あれ、どうされました?なにやらお困りのご様子ですね。私で良ければお力になりましょう。
こう見えても私はなかなか頼りになるともっぱらの評判です。ささ、ご遠慮なんてなさらずに。
ははあ、今日から泊まる予定のペンションが見つからない、地図を頼りに林道を進んだはいいけれど迷ってしまった、と。 なるほど、それは正に私の出番じゃないでしょうか。
産まれてこの方、北見の自然の山々に育てられてきております。この辺りなんぞ庭も同然です。そして、なんと奇遇なことに、私もそのペンションに向かう途中でしたので、もしよろしければ道中引き続きお話し相手になっていただけませんか?

普段はこういう山や森にはあまり行くことはありませんか?街の中にいると、木々は街路樹くらいで森と呼べるような木だらけ自然だらけの場所は縁遠いものですよね。樹木に囲まれて変わり映えのない景色の中、どちらに進んでるかわからなってしまうでしょう。でも、慣れてきたら微妙な違いにも気付けるようになるんです。例えば、あの木は大きな洞があって覗き込んでみたくなりませんか。こっちの木はぼこぼこした感じで登りやすそうな形をしていますよね。そこの木は見てください、一カ所だけ色の違う葉が付いている枝がありますよ。
見慣れないものって、親しみが薄いということだと思うんですね。だから、じっくり見ようとするほどの思い入れがなくて精査できないから、結局同じようにしか見えなくなってしまうんです。
それは、仕方のないことだと思うんですけど、そこで同じじゃんって思うんじゃなくて、同じなのか?って思ってほしいというか……。上手く話しをまとめられなくてすみません。
何が言いたいかといいますと、せっかく都会から真逆の異世界に来て下さったんですから、是非この北見のことを好きになっていってほしいなあってことなんです。好きになって下さったら嬉しいし、また来たいって思ってもらえたらそれ以上の喜びはありません。
たとえそれがどんなに遠い異世界だとしても、また来たいという気持ちがある限り、再び訪れることはできるのですから。

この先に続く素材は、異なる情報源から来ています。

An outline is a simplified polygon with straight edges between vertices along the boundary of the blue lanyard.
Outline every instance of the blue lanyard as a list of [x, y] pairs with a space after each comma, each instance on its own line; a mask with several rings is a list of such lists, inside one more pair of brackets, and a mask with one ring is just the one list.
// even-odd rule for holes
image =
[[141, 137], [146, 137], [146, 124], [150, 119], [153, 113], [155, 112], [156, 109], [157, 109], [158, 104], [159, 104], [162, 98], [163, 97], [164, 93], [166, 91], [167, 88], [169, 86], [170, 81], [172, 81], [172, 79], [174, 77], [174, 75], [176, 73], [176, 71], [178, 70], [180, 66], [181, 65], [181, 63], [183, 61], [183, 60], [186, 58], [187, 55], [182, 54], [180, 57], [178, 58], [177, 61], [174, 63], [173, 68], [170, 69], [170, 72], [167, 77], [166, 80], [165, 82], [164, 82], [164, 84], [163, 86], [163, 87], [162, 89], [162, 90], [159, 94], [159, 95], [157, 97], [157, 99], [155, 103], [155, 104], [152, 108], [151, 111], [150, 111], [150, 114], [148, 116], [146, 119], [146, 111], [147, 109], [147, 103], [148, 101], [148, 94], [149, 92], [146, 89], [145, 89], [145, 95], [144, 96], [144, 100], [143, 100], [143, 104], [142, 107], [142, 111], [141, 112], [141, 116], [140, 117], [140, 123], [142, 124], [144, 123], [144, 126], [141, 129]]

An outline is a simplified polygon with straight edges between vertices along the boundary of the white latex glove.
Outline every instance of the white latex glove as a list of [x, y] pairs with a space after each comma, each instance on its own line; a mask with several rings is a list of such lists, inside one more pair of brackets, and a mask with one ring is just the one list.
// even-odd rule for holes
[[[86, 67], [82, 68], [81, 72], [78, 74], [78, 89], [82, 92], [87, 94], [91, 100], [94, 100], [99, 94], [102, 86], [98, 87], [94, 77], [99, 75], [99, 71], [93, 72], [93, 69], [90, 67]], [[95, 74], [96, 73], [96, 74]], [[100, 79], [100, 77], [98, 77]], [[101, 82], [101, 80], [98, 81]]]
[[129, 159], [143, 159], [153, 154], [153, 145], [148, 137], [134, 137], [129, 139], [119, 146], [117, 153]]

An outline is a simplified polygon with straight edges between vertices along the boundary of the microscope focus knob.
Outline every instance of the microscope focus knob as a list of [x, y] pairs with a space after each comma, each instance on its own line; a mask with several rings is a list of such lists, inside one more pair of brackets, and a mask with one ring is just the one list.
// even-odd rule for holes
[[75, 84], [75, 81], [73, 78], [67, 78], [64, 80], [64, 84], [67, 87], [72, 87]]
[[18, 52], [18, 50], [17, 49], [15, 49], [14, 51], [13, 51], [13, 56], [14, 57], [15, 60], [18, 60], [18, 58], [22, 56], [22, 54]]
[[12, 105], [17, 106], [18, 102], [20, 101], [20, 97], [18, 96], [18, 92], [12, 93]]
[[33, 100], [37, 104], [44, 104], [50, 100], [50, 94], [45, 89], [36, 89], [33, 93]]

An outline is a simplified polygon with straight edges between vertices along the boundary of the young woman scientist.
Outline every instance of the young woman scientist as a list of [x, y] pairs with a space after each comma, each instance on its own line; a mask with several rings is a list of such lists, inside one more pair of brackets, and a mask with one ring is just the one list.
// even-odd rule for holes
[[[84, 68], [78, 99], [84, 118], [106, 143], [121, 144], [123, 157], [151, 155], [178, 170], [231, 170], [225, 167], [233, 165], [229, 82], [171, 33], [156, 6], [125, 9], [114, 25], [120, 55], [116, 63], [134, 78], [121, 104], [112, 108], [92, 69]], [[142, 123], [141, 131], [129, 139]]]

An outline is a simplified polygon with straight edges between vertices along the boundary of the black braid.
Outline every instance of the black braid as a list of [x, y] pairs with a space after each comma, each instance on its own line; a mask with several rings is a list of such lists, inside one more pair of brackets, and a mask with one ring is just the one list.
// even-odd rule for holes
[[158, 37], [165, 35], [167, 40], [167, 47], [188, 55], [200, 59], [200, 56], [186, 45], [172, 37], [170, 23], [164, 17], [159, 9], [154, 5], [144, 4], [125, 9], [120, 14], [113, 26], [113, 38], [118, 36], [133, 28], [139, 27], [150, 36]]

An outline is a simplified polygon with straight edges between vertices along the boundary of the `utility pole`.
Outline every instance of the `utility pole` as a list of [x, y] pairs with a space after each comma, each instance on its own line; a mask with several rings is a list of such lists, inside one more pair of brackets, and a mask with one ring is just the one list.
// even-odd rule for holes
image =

さて、長々と私の話に付き合わせてしまって申し訳ありませんでした。
ここがあなたの旅の目的地でありスタート地点となるペンションです。実は迷っていたところからこんなにすぐだったんですよ。
さあどうぞどうぞ、上がっていってください。お履物はこちらに入れておきますね。……どうかいたしましたか?そんな怪訝そうなお顔をなさって。ふふ、びっくりしましたか?

それでは、改めまして。
ようこそ、いらっしゃい、我が家へ。